# Train the pretrained model( Initial_Training.ipynb) with additional data

### Import core libraries

In [1]:
import sys
import os
import pandas as pd
import numpy as np
import json
from sklearn.model_selection import train_test_split
import random as rn
import matplotlib.pyplot as plt
%matplotlib inline

#%tensorflow_version 2.x
import tensorflow as tf
print("TensorFlow version:", tf.__version__)

TensorFlow version: 2.3.1


In [2]:
# load Keras libraries
from tensorflow.keras.models import Model, load_model
from tensorflow.keras.layers import Input, LSTM, Dense, Dropout, Concatenate
from tensorflow.keras.initializers import RandomNormal
from tensorflow.keras import regularizers
from tensorflow.keras.optimizers import Adam
from tensorflow.keras.callbacks import ReduceLROnPlateau, ModelCheckpoint, TensorBoard
from tensorflow.keras.utils import Sequence

In [3]:
# set random seed
seed = 777
np.random.seed(seed)
rn.seed(seed)
np.seterr(divide='ignore')

{'divide': 'warn', 'over': 'warn', 'under': 'ignore', 'invalid': 'warn'}

### load the model

In [4]:
model_file = '../input/data-zinc/LSTM_model.h5'
model = load_model(model_file)
model.summary()

Model: "model"
__________________________________________________________________________________________________
Layer (type)                    Output Shape         Param #     Connected to                     
input_1 (InputLayer)            [(None, 100, 45)]    0                                            
__________________________________________________________________________________________________
lstm (LSTM)                     [(None, 256), (None, 309248      input_1[0][0]                    
__________________________________________________________________________________________________
concatenate (Concatenate)       (None, 512)          0           lstm[0][1]                       
                                                                 lstm[0][2]                       
__________________________________________________________________________________________________
dense (Dense)                   (None, 128)          65664       concatenate[0][0]            

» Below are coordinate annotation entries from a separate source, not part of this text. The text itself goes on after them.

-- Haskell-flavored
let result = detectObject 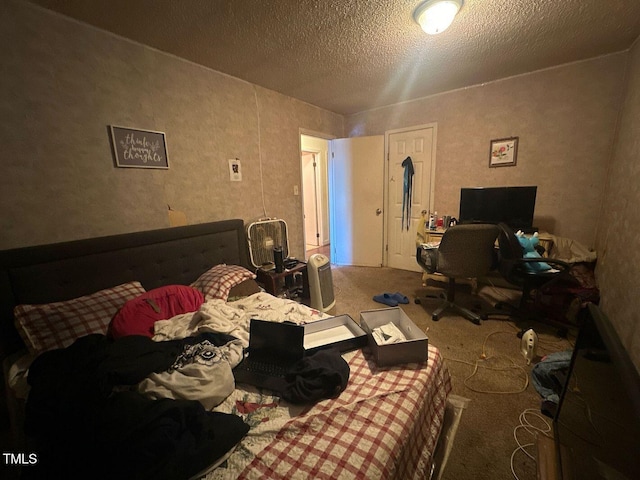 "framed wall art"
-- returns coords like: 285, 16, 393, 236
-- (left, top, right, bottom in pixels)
109, 125, 169, 169
489, 137, 518, 167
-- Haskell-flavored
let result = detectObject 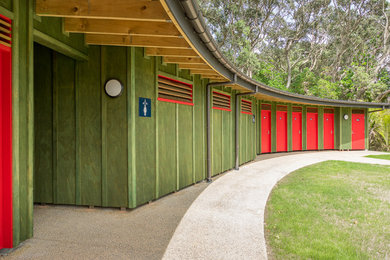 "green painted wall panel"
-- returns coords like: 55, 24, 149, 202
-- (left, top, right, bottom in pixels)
101, 47, 130, 207
53, 53, 76, 204
76, 46, 102, 206
135, 48, 156, 205
158, 101, 177, 196
177, 104, 193, 189
34, 45, 53, 203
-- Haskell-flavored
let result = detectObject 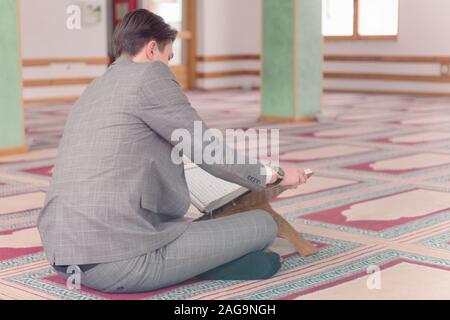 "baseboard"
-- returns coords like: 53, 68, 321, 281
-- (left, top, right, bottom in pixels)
23, 96, 79, 104
0, 145, 28, 157
323, 89, 450, 97
258, 115, 318, 123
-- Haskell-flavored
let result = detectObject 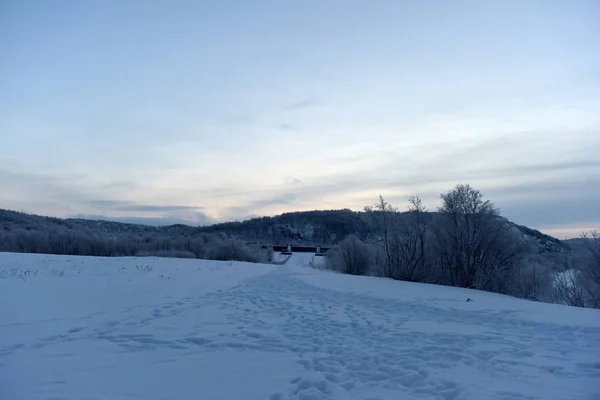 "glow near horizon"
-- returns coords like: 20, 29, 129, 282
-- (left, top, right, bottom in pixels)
0, 1, 600, 236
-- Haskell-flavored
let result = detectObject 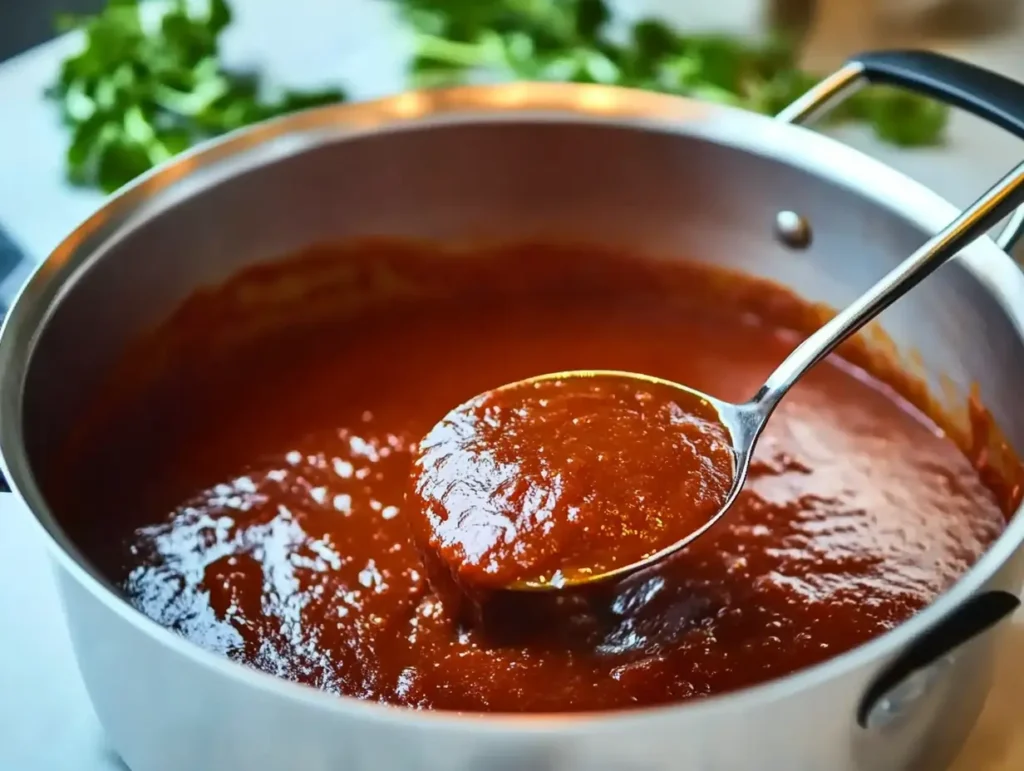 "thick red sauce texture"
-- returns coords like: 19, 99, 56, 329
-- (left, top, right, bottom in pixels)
406, 373, 733, 592
59, 243, 1013, 712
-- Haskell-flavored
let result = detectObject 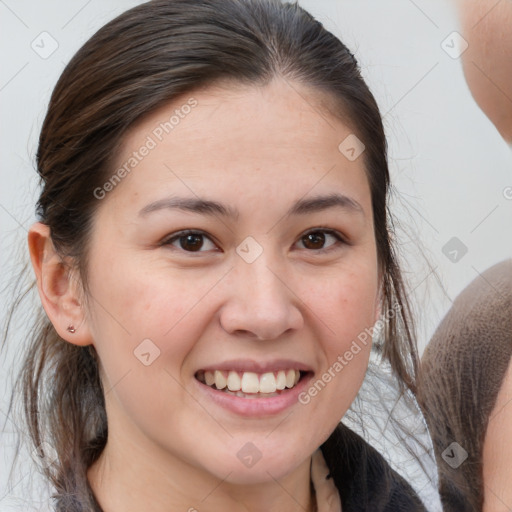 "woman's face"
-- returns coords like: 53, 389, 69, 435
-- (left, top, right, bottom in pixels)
483, 358, 512, 512
81, 80, 379, 484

### create data load functions

In [5]:

def load_data(data):
    with open(data, 'r') as f:
        smiles = [r.rstrip() for r in f]
    return np.array(smiles)

def load_dictionaries(input_dict):
    with open(input_dict, 'r') as fp:
        new_dict = json.load(fp)
    return new_dict 

### Additional Training Data

In [6]:
smifile = '../input/data-zinc/nextgen_smiles.smi'
data = load_data(smifile)
print("Training dataset shape:", data.shape)
print("Sample training smile: \n", data[2])

Training dataset shape: (100,)
Sample training smile: 
 NC1CC(O)C23CCC1C2Cc1c2cc[n+](nc(cnc1C=O)C3)CC1=CC=C(C=C2)N(N)O1


### Load the Python dictionaries that map characters-to-integers and intergers-to-characters

In [7]:
d1 = '../input/data-zinc/char_to_int.json'
d2 = '../input/data-zinc/int_to_char.json'
char_to_int = load_dictionaries(d1)
int_to_char = load_dictionaries(d2)
n_vocab = len(char_to_int)
print("Character set vocabulary length:", n_vocab)
print("Dictionary mapping characters-to-integers:\n", char_to_int)
print("Dictionary mapping integers-to-characters:\n", int_to_char)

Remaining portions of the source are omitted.